Sigma Force to jednostka, do której należą byli żołnierze sił specjalnych. Po odejściu ze służby studiowali różne dziedziny nauki, by móc pracować w terenie i rozwiązywać różne zagadki, najczęściej związane z tajemniczymi artefaktami.
W tej części na czytelnika czekają trzy morderstwa na trzech kontynentach; w USA, Europie Południowej i Afryce Zachodniej. Co mają ze sobą wspólnego syn senatora, duchowny i profesor genetyki? Wszystkie ofiary łączy tajemniczy krzyż Druidów.
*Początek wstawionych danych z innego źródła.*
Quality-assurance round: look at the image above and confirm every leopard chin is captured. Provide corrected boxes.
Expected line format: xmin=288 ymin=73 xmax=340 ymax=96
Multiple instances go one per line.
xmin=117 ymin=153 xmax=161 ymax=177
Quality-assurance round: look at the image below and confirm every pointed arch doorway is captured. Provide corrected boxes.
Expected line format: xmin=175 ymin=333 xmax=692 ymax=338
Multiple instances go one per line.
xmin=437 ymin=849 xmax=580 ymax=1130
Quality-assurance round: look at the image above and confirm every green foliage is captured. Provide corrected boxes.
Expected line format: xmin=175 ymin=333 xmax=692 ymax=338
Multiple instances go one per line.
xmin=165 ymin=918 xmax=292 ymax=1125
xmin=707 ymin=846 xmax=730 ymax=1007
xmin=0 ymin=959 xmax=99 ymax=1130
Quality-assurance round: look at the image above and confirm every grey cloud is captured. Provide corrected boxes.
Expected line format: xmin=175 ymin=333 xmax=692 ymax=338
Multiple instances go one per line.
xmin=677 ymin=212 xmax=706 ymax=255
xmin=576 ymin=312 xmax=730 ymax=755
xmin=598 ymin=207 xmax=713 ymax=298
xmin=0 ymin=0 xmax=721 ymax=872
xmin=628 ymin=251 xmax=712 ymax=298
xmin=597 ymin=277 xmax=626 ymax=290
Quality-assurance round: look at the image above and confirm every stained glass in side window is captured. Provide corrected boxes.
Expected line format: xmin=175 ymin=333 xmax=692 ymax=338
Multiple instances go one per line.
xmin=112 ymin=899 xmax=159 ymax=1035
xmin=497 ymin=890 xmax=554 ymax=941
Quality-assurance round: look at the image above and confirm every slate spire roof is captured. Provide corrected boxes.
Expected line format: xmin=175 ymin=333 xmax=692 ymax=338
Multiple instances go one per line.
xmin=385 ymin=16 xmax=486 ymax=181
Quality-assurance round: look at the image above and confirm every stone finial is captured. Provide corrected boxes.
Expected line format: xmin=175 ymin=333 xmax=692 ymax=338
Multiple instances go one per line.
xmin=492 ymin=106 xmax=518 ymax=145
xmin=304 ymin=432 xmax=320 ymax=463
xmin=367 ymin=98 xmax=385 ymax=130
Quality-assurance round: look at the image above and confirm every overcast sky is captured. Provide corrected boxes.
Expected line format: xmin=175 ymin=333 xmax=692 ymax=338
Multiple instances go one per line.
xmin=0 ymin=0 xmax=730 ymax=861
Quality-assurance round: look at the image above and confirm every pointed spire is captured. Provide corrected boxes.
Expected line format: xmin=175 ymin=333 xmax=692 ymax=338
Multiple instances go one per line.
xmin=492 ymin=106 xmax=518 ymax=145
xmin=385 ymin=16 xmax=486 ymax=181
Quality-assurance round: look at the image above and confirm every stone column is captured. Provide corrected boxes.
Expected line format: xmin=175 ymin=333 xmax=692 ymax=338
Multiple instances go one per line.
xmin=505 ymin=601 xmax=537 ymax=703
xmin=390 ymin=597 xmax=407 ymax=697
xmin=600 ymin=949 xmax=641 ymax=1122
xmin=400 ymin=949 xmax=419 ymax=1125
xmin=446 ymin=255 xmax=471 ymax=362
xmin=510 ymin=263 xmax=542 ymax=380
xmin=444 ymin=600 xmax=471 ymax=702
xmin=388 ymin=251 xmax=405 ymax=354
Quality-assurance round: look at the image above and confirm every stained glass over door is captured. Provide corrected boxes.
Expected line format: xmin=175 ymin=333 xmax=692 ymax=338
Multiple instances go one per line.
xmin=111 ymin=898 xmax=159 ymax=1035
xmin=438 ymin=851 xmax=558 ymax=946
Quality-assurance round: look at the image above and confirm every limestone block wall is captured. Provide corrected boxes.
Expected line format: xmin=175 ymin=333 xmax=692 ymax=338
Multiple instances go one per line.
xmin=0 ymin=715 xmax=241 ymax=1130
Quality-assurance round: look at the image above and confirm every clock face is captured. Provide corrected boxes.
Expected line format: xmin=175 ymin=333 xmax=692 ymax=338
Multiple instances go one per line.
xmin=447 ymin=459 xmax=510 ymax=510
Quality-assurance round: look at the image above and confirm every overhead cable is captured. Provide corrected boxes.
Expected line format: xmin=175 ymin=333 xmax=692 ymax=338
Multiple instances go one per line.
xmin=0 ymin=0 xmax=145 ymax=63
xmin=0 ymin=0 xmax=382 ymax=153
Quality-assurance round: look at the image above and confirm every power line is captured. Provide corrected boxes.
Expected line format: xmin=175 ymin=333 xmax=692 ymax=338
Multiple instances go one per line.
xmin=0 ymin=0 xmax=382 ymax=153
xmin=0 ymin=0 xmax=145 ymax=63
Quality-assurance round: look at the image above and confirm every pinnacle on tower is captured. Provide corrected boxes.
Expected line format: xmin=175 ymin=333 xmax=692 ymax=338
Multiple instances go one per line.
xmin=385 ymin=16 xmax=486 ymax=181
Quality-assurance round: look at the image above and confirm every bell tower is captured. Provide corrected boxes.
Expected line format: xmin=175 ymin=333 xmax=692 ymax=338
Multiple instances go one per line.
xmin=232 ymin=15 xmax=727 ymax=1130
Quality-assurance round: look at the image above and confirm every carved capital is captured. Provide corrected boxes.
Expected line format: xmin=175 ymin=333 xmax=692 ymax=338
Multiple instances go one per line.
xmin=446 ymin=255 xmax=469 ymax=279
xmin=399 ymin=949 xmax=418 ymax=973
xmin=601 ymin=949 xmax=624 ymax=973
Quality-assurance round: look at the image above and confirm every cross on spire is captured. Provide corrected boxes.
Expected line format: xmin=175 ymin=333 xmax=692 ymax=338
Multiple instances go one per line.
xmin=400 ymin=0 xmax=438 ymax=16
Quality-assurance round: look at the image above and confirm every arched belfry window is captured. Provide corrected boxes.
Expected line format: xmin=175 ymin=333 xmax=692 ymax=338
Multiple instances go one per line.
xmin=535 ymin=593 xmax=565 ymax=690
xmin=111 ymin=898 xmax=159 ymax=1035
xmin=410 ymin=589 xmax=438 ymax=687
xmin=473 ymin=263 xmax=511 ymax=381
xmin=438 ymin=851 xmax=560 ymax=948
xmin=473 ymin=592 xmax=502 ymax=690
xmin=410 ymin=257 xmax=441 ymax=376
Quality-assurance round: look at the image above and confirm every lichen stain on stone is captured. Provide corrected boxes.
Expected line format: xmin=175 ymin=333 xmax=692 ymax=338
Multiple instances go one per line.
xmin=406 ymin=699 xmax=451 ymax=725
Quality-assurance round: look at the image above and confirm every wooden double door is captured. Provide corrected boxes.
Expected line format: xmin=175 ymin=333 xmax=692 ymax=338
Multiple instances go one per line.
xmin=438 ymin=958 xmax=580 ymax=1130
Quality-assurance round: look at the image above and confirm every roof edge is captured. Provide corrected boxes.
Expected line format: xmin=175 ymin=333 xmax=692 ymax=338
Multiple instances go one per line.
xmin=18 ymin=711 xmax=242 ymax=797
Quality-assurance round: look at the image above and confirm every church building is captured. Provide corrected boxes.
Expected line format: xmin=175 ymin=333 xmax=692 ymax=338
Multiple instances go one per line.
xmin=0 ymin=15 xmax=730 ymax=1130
Kto tym razem okaże się tym złym? Dlaczego pewnym ludziom zależy na odnalezieniu i przejęciu pewnej silnie toksycznej substancji?
Komandor Gray Pierce wyrusza po raz kolejny w niebezpieczną podróż. Wraz z nim zagadkę rozwiązywać będzie Rachelle Verona. Kobieta dołącza do ekspedycji za sprawą pośredniego - poprzez jej wuja Vigora Veronę - połączenia z jedną z ofiar. I tym razem nie zabraknie problemów z Gildią i... Seichan. W sprawę zaangażuje się również Monk, który po pewnych perturbacjach powoli wraca do siebie i do służby.

Rollins wplótł w tę historię również odrobinę miłości. Tak, tak, będzie wątek miłosny, ale nie nachalny. W sumie bez niego też byłoby spoko, ale jak tu nie wykorzystać okazji, skoro zarówno Rachelle, jak i Seichan miały swoje miejsce w sercu Graya? Jednak nie obawiajcie się, szybka akcja zwycięża ckliwe momenty. To znaczy tych ckliwych nie ma w ogóle :D

Moja ulubiona postać to nadal Kowalski. Dlaczego? Zostawiam Wam dowody w postaci dwóch dialogów, w których bierze udział. Mam nadzieję, że ta postać w kolejnych tomach jeszcze się rozwinie :-)

Przygotujcie się na wiele wątków, które należy śledzić równocześnie. Skaczemy bowiem razem z bohaterami z miejsca na miejsce. Bez odrobiny skupienia ogarnięcie całości może być trudne, ale warto!

James Rollins jest świetny w łączeniu fikcji z prawdą tak, że nie sposób się zorientować, gdzie jest granica. Jego wiedza jest wprost imponująca. Dopiero ostatnie strony książki dadzą odpowiedź na to, o było jedynie wytworem jego wyobraźni, a co prawdą.